Il nuovo romanzo L’assassinio del Commendatore. Libro primo (Einaudi, 2018) per molti versi gli somiglia, ma molte sono anche le differenze. Il lettore che viaggia nelle sue pagine viene aggredito da un mondo di immagini e caratteri in cui ogni pezzo della storia si incastra nell’altro creando un mosaioco tanto arzigogolato quanto coerentemente e in modo calcolato strutturato con la tecnica del cliffhanger, cioè con la chiusura dei capitoli rinvigorita da colpi di scena ed effetti di suspense. Del resto è nota l’abilità di Murakami nel creare un clima di grande attesa nel lettore muovendo da fatti apparentemente insignificanti che però si caricano di forza drammatica quando entrano in risonanza con la psicologia dei personaggi.

Il libro procede per momenti puramente intimisti e momenti surreali (fantasmi, mummie, una misteriosa creatura che vuol farsi chiamare «idea» e che solo il protagonista è in grado di vedere e sentire, etc.). Gli ingredienti per il mystery ci sono tutti e il suono di una campanella che si ode di notte non fa che accrescere la componente gotica del romanzo. Ma si cambia troppo spesso registro e l’azione rallenta.

Il protagonista è un anonimo artista trentaseienne, specializzato in ritratti, che dopo sei anni di matrimonio viene lasciato dalla moglie. Disorientato si mette in viaggio sulla sua Peugeot 205 verso Tōhoku e l’Hokkaidō: «Troppe cose nelle quali ero coinvolto erano rimaste irrisolte, mi sentivo senza un appiglio saldo. Avevo l’impressione che più cercavo di semplificarmi la vita, più la situazione diventava complicata e incoerente».

Dopo la separazione si sente spaventosamente solo e dipingere diventa un modo per fare i conti con se stesso, i suoi ricordi e con il vuoto che lasciano la morte o il distacco dalle persone che amiamo: «Pure a me piacerebbe capirmi. Ma non è facile. Per questo dipingo».

Questo cambiamento, apparentemente comune a molti al giorno d’oggi, suona come un capovolgimento nella vita del protagonista, che però lui decice di vivere in pieno stile Murakami. Si ha come l’impressione di uno scollamento dalla realtà e la storia sembra prendere le sembianze di una rievocazione onirica, sempre in bilico tra concretezza e astrazione fantastica. E qui entra in gioco la straordinaria capacità visionaria dell’autore che risolleva la vicenda dai suoi momenti di stanca.

Il tema dello shining, del luccichio, è onnipresente ed è proprio a Stephen King che fa pensare quando il pittore accetta di vivere in una casa appartenuta a un famoso artista della corrente nihonga, Amada Tomohiko, in una zona collinare a Sud di Tokyo, in cui presto si verificano fenomeni soprannaturali. Nel sottotetto il protagonista si imbatte in un quadro che ritrae la famosa scena del Don Giovanni di Mozart: L’assassinio del Commendatore, appunto. Che significato dare alla scena? È forse legata al passato del suo creatore?

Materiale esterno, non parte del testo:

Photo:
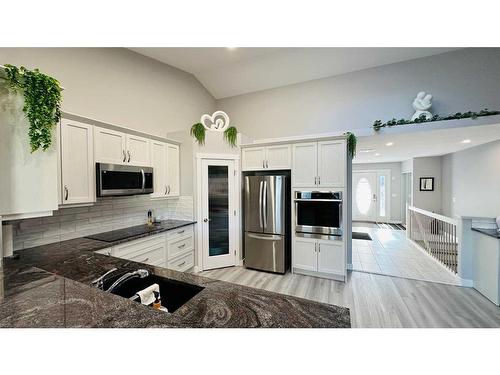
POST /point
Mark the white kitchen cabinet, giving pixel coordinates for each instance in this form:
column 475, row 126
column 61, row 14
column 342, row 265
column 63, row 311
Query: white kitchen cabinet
column 159, row 164
column 279, row 157
column 317, row 257
column 77, row 162
column 331, row 163
column 319, row 164
column 173, row 170
column 331, row 257
column 137, row 149
column 109, row 146
column 114, row 147
column 253, row 158
column 271, row 157
column 304, row 256
column 305, row 162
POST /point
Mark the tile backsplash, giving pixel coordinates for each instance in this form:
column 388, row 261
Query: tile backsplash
column 105, row 215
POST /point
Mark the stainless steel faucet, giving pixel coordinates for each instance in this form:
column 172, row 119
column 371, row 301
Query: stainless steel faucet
column 142, row 273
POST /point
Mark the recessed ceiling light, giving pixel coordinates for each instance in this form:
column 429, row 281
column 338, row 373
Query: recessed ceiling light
column 364, row 150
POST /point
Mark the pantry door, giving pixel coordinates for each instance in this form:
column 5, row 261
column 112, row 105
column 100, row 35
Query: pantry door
column 219, row 222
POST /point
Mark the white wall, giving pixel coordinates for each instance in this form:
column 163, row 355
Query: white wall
column 118, row 86
column 460, row 80
column 427, row 167
column 471, row 181
column 395, row 169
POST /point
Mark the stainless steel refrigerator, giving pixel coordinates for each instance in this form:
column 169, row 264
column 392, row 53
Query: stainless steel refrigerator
column 265, row 223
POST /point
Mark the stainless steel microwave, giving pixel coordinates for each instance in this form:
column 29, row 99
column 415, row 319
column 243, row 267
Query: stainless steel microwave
column 114, row 180
column 318, row 212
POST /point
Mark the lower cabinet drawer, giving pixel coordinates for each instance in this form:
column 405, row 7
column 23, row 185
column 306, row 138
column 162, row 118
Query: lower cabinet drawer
column 178, row 246
column 183, row 263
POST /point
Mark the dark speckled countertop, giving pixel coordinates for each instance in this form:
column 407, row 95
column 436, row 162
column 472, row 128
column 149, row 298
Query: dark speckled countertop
column 489, row 232
column 49, row 286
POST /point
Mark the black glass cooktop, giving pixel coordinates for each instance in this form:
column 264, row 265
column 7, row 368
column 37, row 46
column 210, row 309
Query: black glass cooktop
column 121, row 234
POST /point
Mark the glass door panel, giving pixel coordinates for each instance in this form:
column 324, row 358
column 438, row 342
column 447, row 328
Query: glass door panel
column 218, row 210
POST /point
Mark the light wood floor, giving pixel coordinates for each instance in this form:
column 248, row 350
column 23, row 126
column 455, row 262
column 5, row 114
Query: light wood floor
column 391, row 253
column 379, row 301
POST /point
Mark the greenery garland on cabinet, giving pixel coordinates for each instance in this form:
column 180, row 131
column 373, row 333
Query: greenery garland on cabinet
column 42, row 103
column 198, row 132
column 377, row 125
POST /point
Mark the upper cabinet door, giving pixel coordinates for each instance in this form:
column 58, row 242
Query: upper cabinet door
column 173, row 170
column 159, row 164
column 331, row 257
column 331, row 163
column 279, row 157
column 77, row 162
column 109, row 146
column 304, row 164
column 253, row 158
column 138, row 151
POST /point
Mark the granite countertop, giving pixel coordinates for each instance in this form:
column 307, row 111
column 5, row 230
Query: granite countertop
column 49, row 286
column 489, row 232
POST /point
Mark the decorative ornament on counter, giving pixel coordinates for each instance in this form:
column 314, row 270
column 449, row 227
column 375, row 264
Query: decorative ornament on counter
column 219, row 122
column 422, row 103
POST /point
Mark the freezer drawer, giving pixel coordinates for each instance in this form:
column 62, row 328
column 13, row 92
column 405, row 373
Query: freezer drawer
column 265, row 252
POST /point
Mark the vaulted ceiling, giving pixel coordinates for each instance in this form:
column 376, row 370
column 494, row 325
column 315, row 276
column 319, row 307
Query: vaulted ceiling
column 228, row 72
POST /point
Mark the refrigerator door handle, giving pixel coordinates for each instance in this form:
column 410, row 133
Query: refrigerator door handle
column 260, row 204
column 268, row 237
column 264, row 204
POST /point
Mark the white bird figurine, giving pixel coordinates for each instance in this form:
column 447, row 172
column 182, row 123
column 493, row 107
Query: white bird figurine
column 422, row 103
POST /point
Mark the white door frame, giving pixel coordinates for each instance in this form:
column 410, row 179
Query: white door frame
column 199, row 209
column 388, row 197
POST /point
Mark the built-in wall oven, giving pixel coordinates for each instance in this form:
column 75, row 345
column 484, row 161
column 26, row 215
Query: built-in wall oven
column 318, row 213
column 115, row 179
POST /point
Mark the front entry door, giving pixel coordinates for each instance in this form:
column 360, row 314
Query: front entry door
column 218, row 209
column 364, row 196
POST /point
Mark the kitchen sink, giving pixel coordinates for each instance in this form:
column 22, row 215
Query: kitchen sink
column 173, row 293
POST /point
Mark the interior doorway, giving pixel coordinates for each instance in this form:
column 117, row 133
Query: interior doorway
column 371, row 194
column 218, row 220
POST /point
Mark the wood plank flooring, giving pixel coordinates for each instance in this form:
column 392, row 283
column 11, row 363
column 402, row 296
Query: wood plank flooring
column 377, row 300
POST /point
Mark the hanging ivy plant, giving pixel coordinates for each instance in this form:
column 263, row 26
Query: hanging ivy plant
column 351, row 144
column 42, row 103
column 230, row 135
column 377, row 125
column 198, row 133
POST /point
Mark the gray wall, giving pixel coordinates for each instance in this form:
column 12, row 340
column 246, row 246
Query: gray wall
column 395, row 169
column 471, row 181
column 427, row 167
column 118, row 86
column 460, row 80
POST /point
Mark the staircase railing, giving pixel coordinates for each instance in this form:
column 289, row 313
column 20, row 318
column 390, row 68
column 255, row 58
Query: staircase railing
column 436, row 234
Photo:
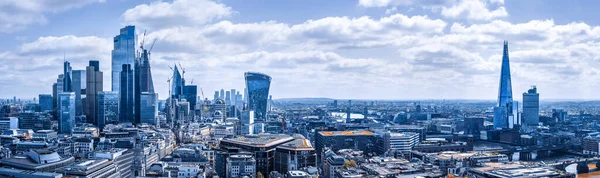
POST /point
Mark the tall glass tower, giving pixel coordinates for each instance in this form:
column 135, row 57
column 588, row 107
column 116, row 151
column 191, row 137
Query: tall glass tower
column 258, row 85
column 504, row 112
column 66, row 112
column 123, row 53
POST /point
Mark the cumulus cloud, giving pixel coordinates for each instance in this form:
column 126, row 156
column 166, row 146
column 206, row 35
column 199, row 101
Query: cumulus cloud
column 177, row 13
column 16, row 15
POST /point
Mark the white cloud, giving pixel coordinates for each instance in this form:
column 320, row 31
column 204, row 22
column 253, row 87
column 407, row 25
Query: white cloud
column 473, row 10
column 177, row 13
column 16, row 15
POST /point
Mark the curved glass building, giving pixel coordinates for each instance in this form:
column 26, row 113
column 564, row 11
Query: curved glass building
column 258, row 85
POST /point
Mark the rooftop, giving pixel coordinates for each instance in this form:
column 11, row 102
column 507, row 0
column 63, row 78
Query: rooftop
column 261, row 140
column 345, row 133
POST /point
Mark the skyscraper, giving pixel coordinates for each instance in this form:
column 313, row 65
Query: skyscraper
column 258, row 85
column 45, row 102
column 94, row 85
column 67, row 77
column 531, row 107
column 78, row 86
column 66, row 112
column 149, row 108
column 146, row 101
column 126, row 102
column 176, row 84
column 504, row 111
column 108, row 108
column 190, row 93
column 123, row 53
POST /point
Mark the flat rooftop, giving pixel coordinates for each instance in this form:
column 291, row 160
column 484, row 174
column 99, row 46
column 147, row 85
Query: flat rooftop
column 261, row 140
column 297, row 144
column 345, row 133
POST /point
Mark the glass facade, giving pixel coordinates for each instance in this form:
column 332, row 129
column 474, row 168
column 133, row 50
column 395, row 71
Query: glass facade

D’altronde l’arte è anche questo: la possibilità che il passato torni. In quel passato è possibile frugarci come un detective selvaggio perché nel passato spesso si nascondono alcune chiavi per interpretare il presente.

Il terzo personaggio principale è Menshiki (in giapponese significa “senza colore”), versione giapponese e surreale di Jay Gatsby. Murakami del resto ha confessato di essersi ispirato a Francis Scott Fritzgerald di cui è traduttore in Giappone in un’intervista in cui dava anticipazioni su questo suo nuovo lavoro.

Attraverso la sua richiesta di farsi fare un ritratto Menshiki cambierà la vita del pittore senza volto per sempre.

Si tratta di un enigmatico signore di una certa età, piuttosto benestante, arricchitosi con investimenti nel campo dell’IT e senza una famiglia propria. Vive infatti solo in una villa posizionata sull’altro versante della collina rispetto alla casa del giovane pittore: «Quando la villa bianca scomparve alla vista, tutto quello che vi era avvenuto quella sera mi sembrò accaduto in sogno. Poco per volta non riuscii più a capire cosa fosse normale e cosa no, cosa fosse reale e cosa no».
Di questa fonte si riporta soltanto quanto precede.